The machines werent hard to find. A heavy rumble of diesel engines drew my eye to a cluster of four workers floating above the rows. Ducking through canes, I caught up with the monster-machine, bridged catamaran-style over a row like an old-fashioned lumber carrier. Its crew, operating 10 feet above the soil, shuffled full and empty flats about while keeping the machine on course.
Mechanized picking raised raspberry production to where output is measured in tons. Uses abound: Cran-Raspberry juice, Raspberry scones, Raspberry wine, Raspberry-ripple ice cream, raspberry yoghurt, raspberry chipotle sauce, raspberry vinaigrette; there seemed to be no shortage of new raspberry products and the Lynden Raspberry Festival offered opportunities to sample them on July 13 and 14.
Marysvilles retreat from berry farming offers one more example of how our region is changing with the times. Fields have given way to housing developments. Five and 10-acre local fields have been replaced by 40 to 500-acre fields elsewhere. Pickers are being replaced by harvesting machines. And according to last Wednesdays Herald, it is now hard-working young Ukrainians, not native-born Americans kids, that bring in Biringers strawberry crop.

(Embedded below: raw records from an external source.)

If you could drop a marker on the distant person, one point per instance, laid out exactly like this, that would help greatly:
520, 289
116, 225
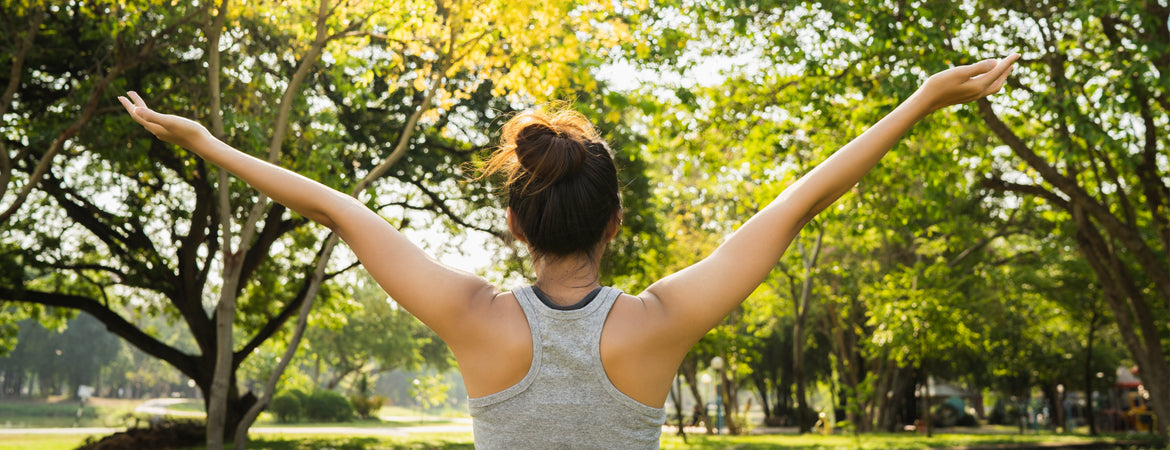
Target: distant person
566, 362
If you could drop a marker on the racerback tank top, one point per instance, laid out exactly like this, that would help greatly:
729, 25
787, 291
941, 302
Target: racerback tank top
565, 401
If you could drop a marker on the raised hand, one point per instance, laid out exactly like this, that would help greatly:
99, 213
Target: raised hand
172, 129
967, 83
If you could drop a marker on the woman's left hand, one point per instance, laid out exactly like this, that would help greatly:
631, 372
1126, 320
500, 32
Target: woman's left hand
172, 129
967, 83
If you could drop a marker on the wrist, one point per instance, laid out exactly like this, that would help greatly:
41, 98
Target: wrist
921, 104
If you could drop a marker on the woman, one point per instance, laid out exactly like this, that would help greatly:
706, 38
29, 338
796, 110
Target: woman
566, 362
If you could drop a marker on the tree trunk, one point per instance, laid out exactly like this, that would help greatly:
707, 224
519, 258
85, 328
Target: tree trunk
1088, 371
800, 306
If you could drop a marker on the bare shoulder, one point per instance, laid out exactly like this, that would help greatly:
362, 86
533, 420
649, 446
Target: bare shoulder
494, 345
639, 351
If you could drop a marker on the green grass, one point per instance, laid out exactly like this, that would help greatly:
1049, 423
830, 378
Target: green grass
41, 442
869, 441
61, 414
463, 441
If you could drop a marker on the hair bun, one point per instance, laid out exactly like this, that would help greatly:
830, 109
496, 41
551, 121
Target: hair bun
548, 153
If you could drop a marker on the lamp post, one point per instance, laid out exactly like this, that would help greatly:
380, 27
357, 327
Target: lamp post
717, 365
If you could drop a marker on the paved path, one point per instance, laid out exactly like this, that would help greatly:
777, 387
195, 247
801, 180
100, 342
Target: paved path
91, 430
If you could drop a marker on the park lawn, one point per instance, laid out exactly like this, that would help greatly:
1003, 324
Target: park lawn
868, 441
63, 414
463, 441
42, 442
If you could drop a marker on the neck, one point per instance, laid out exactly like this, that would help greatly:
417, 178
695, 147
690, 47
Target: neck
566, 279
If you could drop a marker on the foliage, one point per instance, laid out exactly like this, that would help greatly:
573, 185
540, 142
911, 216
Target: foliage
287, 407
327, 406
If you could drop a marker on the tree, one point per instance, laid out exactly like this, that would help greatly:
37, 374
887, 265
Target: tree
1076, 139
400, 91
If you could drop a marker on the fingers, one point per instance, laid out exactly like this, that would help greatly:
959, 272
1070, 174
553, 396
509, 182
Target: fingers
998, 76
138, 101
979, 68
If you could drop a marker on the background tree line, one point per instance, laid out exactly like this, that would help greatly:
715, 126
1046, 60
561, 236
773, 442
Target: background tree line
1013, 244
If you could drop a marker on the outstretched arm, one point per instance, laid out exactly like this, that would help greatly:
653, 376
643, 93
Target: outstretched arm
696, 298
433, 292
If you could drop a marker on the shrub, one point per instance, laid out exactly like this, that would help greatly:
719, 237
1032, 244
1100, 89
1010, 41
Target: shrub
365, 406
287, 407
327, 406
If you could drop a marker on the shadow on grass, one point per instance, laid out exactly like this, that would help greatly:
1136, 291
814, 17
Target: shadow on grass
362, 443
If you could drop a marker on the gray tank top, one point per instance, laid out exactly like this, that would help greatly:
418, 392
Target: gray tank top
565, 401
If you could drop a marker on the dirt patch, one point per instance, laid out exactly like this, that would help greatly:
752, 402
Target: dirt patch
165, 435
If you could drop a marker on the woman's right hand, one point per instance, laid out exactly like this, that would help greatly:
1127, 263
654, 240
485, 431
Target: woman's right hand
967, 83
172, 129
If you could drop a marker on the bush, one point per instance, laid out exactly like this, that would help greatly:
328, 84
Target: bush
327, 406
366, 406
300, 395
287, 407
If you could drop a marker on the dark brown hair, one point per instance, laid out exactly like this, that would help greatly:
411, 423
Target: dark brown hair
562, 182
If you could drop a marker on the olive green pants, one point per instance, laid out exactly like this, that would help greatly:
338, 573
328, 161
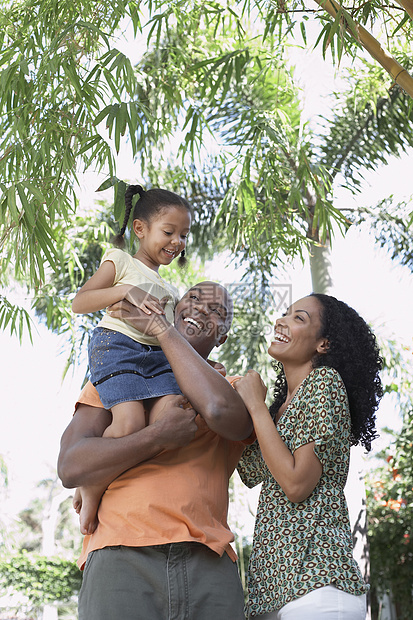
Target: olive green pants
178, 581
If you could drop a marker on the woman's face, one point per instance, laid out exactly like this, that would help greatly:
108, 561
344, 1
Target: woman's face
297, 334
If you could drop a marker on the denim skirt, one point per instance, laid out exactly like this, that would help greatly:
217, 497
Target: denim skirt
122, 369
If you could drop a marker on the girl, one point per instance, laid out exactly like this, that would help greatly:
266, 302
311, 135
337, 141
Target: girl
325, 397
127, 367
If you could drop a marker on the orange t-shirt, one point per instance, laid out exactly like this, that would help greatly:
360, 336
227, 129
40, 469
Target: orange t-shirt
179, 495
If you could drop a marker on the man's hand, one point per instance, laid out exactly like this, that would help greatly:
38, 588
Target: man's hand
145, 301
149, 324
252, 390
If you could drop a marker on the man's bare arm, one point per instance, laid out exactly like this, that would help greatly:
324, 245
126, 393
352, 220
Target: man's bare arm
208, 392
211, 395
87, 458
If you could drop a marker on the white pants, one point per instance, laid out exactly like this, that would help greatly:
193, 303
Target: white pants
327, 603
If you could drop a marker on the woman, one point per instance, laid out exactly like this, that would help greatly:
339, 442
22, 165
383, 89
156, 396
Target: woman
325, 397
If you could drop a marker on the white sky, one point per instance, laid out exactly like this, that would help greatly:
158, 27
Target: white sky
36, 406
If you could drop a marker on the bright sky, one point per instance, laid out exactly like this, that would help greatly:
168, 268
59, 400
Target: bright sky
36, 406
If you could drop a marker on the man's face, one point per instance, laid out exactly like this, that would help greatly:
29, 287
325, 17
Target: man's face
203, 316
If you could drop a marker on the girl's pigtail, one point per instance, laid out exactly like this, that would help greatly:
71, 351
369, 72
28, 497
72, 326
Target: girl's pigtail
182, 261
119, 240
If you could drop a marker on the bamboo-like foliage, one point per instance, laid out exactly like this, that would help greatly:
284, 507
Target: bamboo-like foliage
69, 100
398, 73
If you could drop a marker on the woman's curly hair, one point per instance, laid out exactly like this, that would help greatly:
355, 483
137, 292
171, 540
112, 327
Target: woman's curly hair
354, 353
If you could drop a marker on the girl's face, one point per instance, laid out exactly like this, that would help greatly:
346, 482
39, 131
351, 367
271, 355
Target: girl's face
297, 334
164, 238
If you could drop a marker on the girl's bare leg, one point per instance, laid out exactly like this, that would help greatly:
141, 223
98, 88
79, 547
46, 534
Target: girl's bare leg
127, 418
157, 405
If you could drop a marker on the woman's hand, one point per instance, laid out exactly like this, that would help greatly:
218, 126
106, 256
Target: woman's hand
252, 390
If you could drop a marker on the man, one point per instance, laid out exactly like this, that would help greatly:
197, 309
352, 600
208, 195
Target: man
162, 547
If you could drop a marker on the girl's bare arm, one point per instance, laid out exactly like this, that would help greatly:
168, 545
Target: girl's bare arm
98, 292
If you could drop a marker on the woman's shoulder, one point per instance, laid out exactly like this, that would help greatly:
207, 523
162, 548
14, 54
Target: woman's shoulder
325, 377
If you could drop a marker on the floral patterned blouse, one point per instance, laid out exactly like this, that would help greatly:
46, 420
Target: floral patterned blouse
299, 547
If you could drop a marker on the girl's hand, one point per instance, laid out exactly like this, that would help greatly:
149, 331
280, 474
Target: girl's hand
218, 367
146, 302
149, 324
252, 390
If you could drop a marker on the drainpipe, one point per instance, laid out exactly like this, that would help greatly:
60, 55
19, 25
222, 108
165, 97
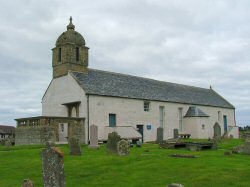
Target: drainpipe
88, 115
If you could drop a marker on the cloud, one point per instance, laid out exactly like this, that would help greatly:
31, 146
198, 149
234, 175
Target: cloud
193, 42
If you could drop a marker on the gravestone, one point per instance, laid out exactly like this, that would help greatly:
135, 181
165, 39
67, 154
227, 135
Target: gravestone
123, 148
53, 166
159, 138
244, 149
28, 183
94, 136
113, 139
176, 133
7, 143
175, 185
138, 143
75, 146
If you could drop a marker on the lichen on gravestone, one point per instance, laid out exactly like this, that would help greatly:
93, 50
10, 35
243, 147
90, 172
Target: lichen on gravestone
123, 148
113, 139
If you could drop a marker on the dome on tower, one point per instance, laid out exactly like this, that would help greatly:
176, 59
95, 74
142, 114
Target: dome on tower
70, 36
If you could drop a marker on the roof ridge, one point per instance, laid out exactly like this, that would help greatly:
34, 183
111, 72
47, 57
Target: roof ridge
151, 79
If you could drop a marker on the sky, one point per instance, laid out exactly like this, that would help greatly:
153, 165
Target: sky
192, 42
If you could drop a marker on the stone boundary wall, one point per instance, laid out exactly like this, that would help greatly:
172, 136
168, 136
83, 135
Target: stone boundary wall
33, 135
39, 130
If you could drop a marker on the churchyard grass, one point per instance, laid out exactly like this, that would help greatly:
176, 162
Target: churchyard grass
148, 166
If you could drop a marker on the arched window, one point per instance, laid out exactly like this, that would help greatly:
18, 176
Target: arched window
59, 54
77, 53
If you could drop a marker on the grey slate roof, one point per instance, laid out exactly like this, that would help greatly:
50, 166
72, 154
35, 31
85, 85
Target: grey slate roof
97, 82
194, 111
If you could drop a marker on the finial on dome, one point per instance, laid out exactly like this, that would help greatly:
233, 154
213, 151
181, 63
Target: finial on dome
70, 25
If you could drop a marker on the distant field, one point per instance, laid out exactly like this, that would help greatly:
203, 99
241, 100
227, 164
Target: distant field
153, 168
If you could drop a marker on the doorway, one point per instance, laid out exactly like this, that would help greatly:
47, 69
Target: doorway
225, 123
161, 116
112, 120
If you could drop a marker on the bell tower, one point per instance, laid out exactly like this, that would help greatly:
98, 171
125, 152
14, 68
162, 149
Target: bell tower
70, 53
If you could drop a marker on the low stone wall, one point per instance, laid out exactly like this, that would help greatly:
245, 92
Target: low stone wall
39, 130
34, 135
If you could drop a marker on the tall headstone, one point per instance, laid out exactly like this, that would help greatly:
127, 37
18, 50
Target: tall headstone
28, 183
159, 138
75, 146
53, 167
176, 133
94, 136
113, 139
123, 148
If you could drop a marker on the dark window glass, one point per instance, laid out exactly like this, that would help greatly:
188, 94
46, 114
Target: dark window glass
77, 54
60, 55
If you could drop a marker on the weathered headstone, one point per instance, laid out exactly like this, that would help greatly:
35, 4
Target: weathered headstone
123, 148
7, 143
75, 146
131, 143
175, 185
53, 167
138, 143
113, 139
28, 183
176, 133
159, 138
94, 136
244, 149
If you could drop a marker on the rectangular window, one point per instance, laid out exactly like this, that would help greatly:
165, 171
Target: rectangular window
77, 54
225, 123
180, 119
146, 106
161, 116
59, 54
112, 120
219, 116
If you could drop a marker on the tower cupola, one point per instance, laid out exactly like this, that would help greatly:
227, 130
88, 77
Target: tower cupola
70, 53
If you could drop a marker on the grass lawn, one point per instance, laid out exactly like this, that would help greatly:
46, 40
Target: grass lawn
141, 168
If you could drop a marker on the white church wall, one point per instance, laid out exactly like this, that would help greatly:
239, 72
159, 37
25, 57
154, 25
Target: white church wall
130, 112
63, 90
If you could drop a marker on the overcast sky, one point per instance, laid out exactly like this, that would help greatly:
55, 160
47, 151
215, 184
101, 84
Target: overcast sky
193, 42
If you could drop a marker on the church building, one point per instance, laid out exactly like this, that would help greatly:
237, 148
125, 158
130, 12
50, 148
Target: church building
133, 106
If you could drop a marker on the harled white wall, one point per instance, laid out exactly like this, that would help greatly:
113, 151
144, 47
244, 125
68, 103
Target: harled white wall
129, 112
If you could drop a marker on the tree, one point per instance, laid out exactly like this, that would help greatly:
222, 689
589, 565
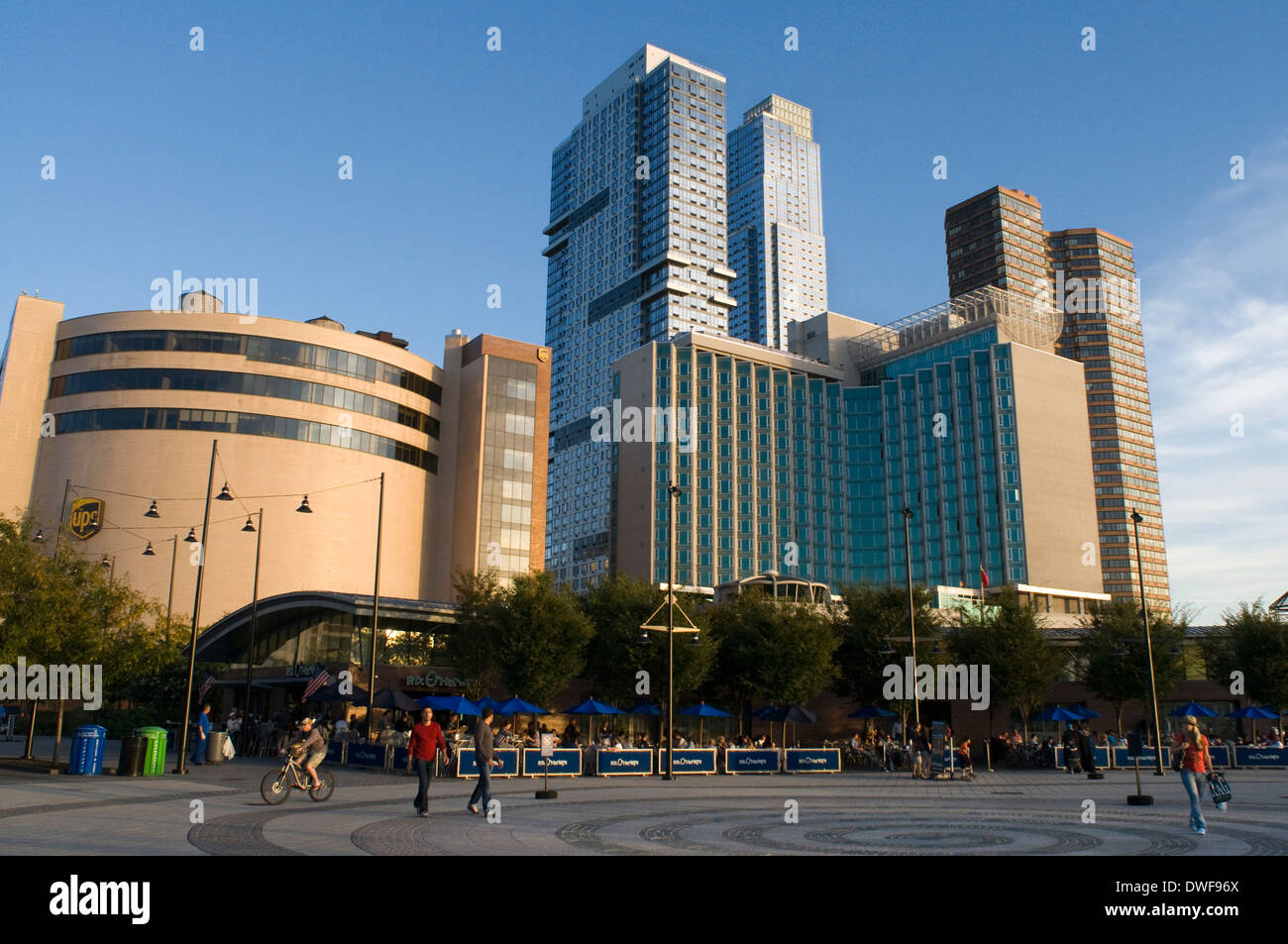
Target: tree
64, 610
772, 649
614, 657
540, 636
1254, 643
1117, 657
1009, 638
472, 642
871, 620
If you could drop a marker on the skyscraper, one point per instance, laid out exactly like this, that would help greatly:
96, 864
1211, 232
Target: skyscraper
964, 413
997, 237
1095, 286
638, 253
776, 222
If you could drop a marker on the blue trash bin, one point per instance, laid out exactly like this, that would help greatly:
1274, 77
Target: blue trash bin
88, 743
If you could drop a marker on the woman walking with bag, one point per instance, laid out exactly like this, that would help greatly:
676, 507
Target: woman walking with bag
1196, 762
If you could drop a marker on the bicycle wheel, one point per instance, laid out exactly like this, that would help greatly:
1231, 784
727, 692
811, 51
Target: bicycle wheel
274, 787
323, 792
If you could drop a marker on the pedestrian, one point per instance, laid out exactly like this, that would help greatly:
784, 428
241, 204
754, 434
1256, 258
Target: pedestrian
1196, 762
1069, 741
202, 736
425, 745
483, 759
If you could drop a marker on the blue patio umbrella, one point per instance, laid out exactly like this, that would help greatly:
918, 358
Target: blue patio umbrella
793, 712
592, 707
1253, 712
393, 698
515, 706
702, 711
454, 703
1057, 713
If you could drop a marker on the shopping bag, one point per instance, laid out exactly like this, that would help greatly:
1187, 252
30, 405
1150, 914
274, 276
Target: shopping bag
1220, 789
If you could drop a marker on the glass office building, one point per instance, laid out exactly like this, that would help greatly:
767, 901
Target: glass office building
997, 237
962, 415
636, 253
776, 222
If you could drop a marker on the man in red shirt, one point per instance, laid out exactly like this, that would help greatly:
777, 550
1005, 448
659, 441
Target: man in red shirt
1194, 763
424, 746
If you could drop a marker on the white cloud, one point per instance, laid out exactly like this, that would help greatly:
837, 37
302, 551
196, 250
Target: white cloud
1216, 333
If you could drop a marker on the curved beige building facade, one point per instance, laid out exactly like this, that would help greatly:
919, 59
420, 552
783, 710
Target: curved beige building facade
123, 408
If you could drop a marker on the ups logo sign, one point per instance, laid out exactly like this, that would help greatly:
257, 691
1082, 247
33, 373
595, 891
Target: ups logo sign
86, 517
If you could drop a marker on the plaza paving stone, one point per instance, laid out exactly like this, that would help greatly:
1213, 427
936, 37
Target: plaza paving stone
1008, 813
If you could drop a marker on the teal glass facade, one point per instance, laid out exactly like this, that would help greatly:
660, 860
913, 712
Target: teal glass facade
807, 476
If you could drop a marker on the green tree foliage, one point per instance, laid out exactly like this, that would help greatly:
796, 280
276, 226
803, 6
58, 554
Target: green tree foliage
529, 635
776, 651
1009, 638
1117, 660
867, 621
614, 657
472, 642
65, 609
1254, 643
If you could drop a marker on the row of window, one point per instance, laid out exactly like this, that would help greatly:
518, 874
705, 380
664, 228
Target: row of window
253, 348
245, 424
253, 384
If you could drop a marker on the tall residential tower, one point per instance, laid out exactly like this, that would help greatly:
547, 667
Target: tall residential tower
636, 253
997, 237
776, 222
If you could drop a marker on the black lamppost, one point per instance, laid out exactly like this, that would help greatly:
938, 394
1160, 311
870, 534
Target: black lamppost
254, 617
1149, 651
912, 613
375, 605
168, 601
196, 613
671, 492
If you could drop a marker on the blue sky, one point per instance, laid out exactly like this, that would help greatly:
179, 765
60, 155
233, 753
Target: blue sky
223, 163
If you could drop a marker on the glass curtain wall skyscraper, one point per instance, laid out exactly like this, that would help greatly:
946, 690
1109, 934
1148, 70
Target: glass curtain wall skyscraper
776, 222
962, 412
636, 253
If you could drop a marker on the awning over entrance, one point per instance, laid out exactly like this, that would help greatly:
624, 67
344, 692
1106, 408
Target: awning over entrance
228, 639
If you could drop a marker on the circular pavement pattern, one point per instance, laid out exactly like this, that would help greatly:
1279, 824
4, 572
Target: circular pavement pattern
595, 827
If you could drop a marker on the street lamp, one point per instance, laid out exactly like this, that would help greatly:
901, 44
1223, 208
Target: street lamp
670, 629
1149, 648
168, 605
912, 613
375, 604
196, 612
254, 618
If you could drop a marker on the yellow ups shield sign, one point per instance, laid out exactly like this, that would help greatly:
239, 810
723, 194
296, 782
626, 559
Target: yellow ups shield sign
86, 517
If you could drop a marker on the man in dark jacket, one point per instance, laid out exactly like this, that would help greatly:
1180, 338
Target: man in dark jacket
484, 758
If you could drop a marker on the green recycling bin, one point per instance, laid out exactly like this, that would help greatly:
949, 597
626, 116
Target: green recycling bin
154, 750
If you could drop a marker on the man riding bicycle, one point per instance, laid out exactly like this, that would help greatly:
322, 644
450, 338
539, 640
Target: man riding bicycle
312, 750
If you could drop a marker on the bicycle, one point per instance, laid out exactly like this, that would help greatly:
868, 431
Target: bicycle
277, 785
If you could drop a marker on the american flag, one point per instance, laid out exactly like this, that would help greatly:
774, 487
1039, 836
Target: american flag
320, 679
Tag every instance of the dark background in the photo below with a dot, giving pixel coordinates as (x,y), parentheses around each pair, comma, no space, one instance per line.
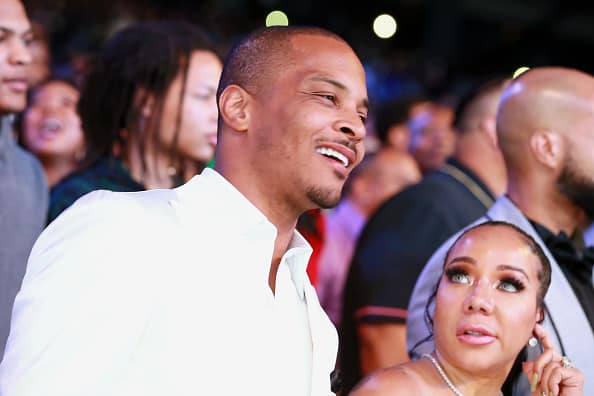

The troubling aspect of all this change is our continuing loss of agricultural land to development. Flat bottomland is so easy to develop that it is first to attract developers. Fertile bottomland is best for everything. Long ago, it was the best pasture for wildlife before becoming the past generations wonderfully productive farmland.
With farmlands paved over, we import food. A study of foods bought in our supermarkets showed that, on average, the food we buy travels 1,450 miles from its source to our tables. In Italy, where agricultural land is protected, food travels an average of 26 miles from farm to market. So the loss of so many of our berry fields leaves me with this question.
Can a nation that paves its farmlands survive if forced to rely on local resources?